Outlook for investment markets

  • Share markets remain vulnerable to short term volatility and weakness on the back of uncertainty about trade, middle east tensions and mixed economic data. But valuations are okay – particularly against low interest rates, global growth is expected to improve into the second half if the trade issue is resolved and monetary and fiscal policy has become more supportive and will likely become even more so all of which should support decent gains for share markets over the next 6-12 months.
  • Low yields are likely to see low returns from bonds, but government bonds remain excellent portfolio diversifiers.
  • Unlisted commercial property and infrastructure are likely to see reasonable returns. Although retail property is weak, lower for longer bond yields will help underpin unlisted asset valuations.
  • National average capital city house prices remain under pressure from tight credit, record supply and reduced foreign demand. However, the combination of rate cuts, support for first home buyers via the First Home Loan Deposit Scheme, the relaxation of the 7% mortgage rate test and the removal of the threat to negative gearing and the capital gains tax discount point to house prices bottoming out by year end and higher than we had been expecting. We see a 12% top to bottom fall in national capital city average prices. Next year is likely to see broadly flat prices as rising unemployment acts as a constraint.

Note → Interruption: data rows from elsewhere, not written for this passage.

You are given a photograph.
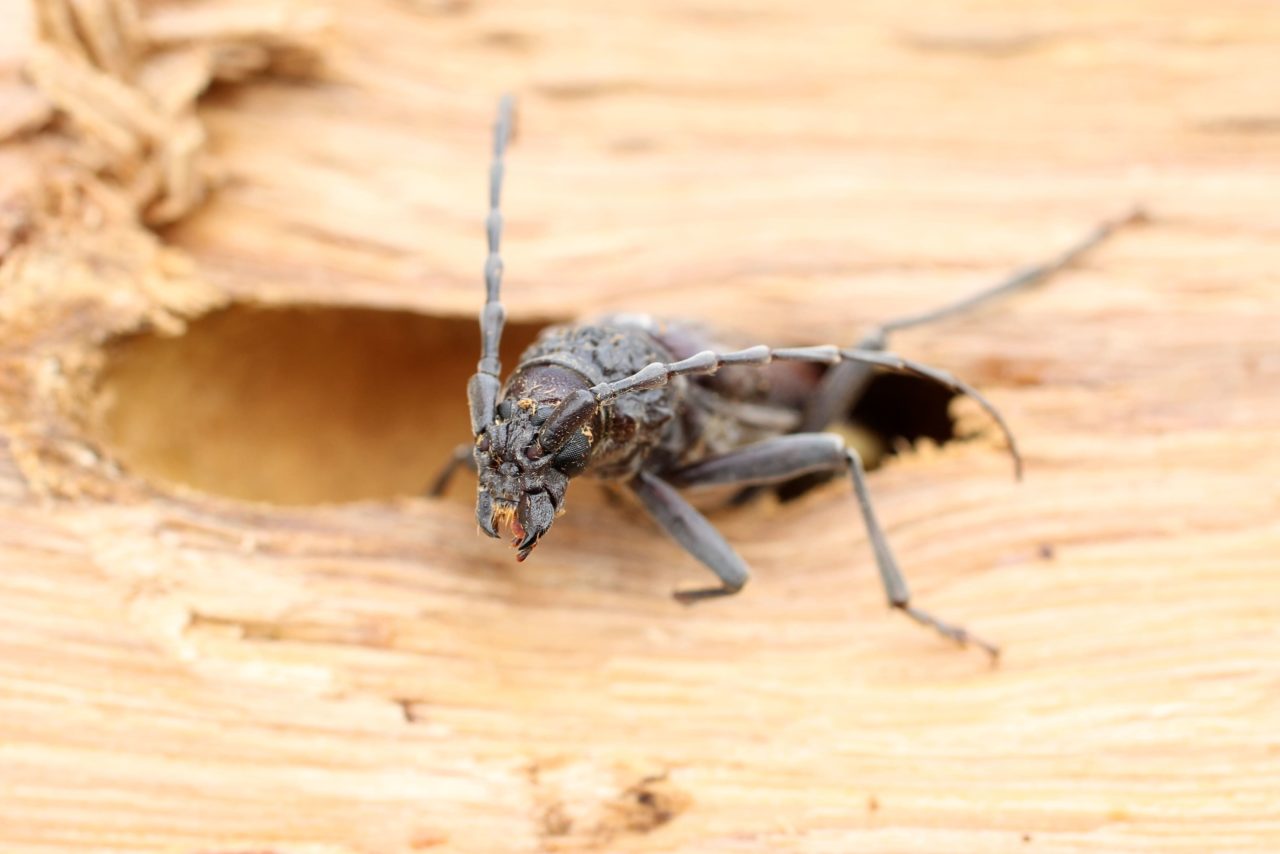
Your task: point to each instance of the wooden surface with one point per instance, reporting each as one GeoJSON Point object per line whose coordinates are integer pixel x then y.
{"type": "Point", "coordinates": [341, 666]}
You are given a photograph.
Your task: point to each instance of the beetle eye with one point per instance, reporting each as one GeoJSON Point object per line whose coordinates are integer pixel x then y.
{"type": "Point", "coordinates": [571, 460]}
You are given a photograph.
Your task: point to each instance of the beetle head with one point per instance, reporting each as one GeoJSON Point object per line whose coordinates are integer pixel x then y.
{"type": "Point", "coordinates": [521, 484]}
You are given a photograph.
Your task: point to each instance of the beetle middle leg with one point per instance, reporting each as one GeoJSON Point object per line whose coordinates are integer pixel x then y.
{"type": "Point", "coordinates": [789, 456]}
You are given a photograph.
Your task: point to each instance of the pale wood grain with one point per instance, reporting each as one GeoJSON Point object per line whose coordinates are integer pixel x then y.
{"type": "Point", "coordinates": [192, 672]}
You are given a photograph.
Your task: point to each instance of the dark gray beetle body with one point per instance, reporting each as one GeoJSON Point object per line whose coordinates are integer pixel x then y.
{"type": "Point", "coordinates": [658, 428]}
{"type": "Point", "coordinates": [667, 406]}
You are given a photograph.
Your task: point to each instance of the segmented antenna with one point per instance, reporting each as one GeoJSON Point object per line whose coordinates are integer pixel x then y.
{"type": "Point", "coordinates": [484, 386]}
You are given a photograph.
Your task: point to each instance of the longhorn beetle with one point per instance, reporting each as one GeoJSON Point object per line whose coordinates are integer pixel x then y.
{"type": "Point", "coordinates": [635, 401]}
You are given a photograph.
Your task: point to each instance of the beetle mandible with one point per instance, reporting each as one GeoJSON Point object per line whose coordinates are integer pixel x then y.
{"type": "Point", "coordinates": [640, 402]}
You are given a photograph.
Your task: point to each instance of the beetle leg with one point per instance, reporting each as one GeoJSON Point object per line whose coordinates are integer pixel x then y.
{"type": "Point", "coordinates": [462, 455]}
{"type": "Point", "coordinates": [694, 533]}
{"type": "Point", "coordinates": [799, 453]}
{"type": "Point", "coordinates": [844, 384]}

  • Cash and bank deposits are likely to provide poor returns as the RBA cuts the official cash rate to 0.5% by early next year.
  • The $A is likely to fall further to around $US0.65 this year as the gap between the RBA’s cash rate and the US Fed Funds rate will likely push further into negative territory as the RBA moves to cut rates by more than the Fed does. Excessive $A short positions, high iron ore prices and Fed easing will help provide some support through and will likely prevent an $A crash.